The Purchase Price eBook

Emerson Hough
This eBook from the Gutenberg Project consists of approximately 345 pages of information about The Purchase Price.

The Purchase Price eBook

Emerson Hough
This eBook from the Gutenberg Project consists of approximately 345 pages of information about The Purchase Price.

She looked at him, her large, dark eyes slightly contracting, making neither protest nor assent.  He drew a long breath of satisfaction.

“Of course you’ll stay,” he said; “it’s the right thing to do, and we both know it.  You don’t want to kill a man, no matter how much he desires or deserves it.  Doctors and women—­they sometimes are fatal, but they don’t consciously mean to be, now do they?  We don’t ask many questions out here in these hills, and I will never bother you, I feel entirely free to ask you to remain at least for a few days—­or maybe weeks.”

[Illustration:  Doctors and women—­they sometimes are fatal.]

Her eyes still were on his face.  It was a face fit for trust.  “Very well,” said she at length, quietly.  “If you think it is necessary.”

It was thus that Josephine St.
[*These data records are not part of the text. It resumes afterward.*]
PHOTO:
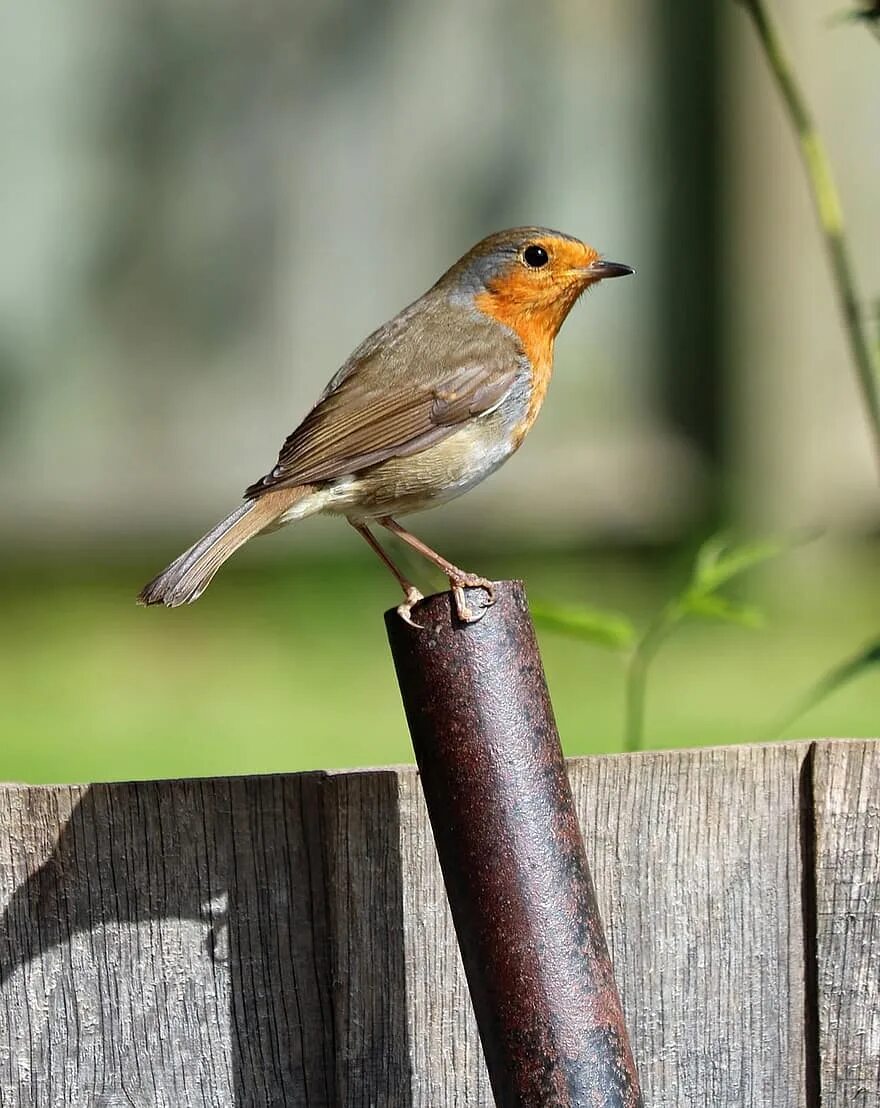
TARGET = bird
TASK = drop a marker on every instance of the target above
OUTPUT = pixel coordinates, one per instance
(426, 408)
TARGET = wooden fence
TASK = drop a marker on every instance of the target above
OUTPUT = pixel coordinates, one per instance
(285, 941)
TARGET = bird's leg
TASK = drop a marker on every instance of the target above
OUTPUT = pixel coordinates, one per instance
(405, 609)
(458, 578)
Auban became the head of Tallwoods household.  Not that week did she leave, nor the next, nor the one thereafter.  The winter advanced, it was about to wane, and still she remained.  Slowly, the master advanced toward recovery.  Meantime, under charge of the mistress, the household machine fell once more into proper ways.  The servants learned obedience.  The plans for the work of the spring somehow went on much as formerly.  Everywhere there became manifest the presence of a quiet, strong, restraining and self-restrained influence.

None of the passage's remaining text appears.